Born into a Hispanic family that had been in New Mexico for hundreds of years, the inequities of the world were plain to Loretta at an early age. But she also saw that with grit and effort she could overcome some of them and make it easier for others to follow. A major influence was her sister with Down Syndrome, who navigated a world that often lacks compassion and respect for people who are different. “I watched the incredible adversity that my sister faced but also the incredible work that my parents did to advance the needs of children like my sister.”
Loretta was fortunate to benefit from the tuition discount offered to Academy teachers. In return, like all students who received scholarships at the time, Loretta had to work on campus. “I would be washing the windows in the pool and in the cafeteria washing dishes while other students were out playing,” she recalled. What might have been stigmatizing became a source of strength; she grew close with the kitchen crew and groundskeepers, who, in turn, took special pride in the educational path she was blazing.

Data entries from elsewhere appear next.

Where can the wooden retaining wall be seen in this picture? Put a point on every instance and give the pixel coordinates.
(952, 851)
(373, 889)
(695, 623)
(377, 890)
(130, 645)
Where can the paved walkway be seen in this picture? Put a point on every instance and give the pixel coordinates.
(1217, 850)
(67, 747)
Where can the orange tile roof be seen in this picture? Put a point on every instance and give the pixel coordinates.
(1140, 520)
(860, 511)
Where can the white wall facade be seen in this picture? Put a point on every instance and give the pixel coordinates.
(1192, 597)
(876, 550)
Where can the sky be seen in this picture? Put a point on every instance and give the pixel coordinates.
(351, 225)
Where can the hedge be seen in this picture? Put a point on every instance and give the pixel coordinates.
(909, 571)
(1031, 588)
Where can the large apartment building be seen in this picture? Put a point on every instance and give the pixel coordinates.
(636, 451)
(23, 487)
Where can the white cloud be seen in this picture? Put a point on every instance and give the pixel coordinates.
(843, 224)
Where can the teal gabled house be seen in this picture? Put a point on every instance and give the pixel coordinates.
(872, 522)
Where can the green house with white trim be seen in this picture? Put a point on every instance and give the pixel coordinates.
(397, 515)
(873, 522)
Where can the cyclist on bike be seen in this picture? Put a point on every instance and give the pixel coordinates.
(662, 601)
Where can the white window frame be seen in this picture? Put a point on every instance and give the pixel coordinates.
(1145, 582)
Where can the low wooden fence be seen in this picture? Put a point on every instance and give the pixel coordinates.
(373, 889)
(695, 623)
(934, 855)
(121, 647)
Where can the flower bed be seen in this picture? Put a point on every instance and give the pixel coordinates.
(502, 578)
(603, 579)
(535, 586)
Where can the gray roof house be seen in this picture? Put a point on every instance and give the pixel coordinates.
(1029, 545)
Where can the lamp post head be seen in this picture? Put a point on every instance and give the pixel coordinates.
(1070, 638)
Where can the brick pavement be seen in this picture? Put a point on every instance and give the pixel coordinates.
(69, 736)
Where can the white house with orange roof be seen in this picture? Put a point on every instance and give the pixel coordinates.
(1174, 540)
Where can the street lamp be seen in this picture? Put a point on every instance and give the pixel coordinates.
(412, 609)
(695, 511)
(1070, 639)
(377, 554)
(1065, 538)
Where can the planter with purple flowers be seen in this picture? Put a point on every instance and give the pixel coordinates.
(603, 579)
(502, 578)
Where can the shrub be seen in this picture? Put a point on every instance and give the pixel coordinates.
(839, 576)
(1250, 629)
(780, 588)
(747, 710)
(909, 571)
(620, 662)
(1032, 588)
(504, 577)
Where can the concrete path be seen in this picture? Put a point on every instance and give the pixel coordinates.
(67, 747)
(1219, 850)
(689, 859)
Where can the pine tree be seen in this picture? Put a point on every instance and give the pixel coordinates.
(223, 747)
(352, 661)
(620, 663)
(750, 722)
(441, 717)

The first time she ever flew in an airplane was to visit colleges in California, and she wound up at Stanford, graduating in 1981 with a degree in human biology and Spanish. Then she returned to the University of New Mexico medical school, one of only a few Hispanic women in the class of 75 students. She went on to specialize in pediatrics and became particularly adept at treating Spanish-speaking patients and children with special health needs.
Times have changed. At UNM where she was once a student, she’s now a leader. In 2006 she became the first Hispanic female in the country to chair a Department of Pediatrics, where she teaches students and oversees a staff of over 700. These days, she has more women students than men. Pediatrics is the lowest-paid specialty in medicine but, particularly in a state that ranks near the bottom on child well-being, one of the most important.
Loretta is pleased to see that the Academy also grew more diverse by the time her oldest daughter enrolled in 2002, followed by her three younger children. “I don’t think they saw or experienced as much of what I did,” she said. She credited her dad, who started the Academy’s Multicultural Summer Honors Program to recruit more students from disadvantaged communities in Albuquerque and around the state.
Loretta has always embraced her Hispanic heritage. Birthday parties are occasions for family to gather and enjoy traditional food and music. She returns to the small agrarian communities where her parents grew up for fiestas and other occasions, although she doesn’t make it as often as she would like. “When I first started in medicine, I never expressed my Hispanic pride,” she said, but now she makes a special point of talking about her family’s history. “It means a lot to me.”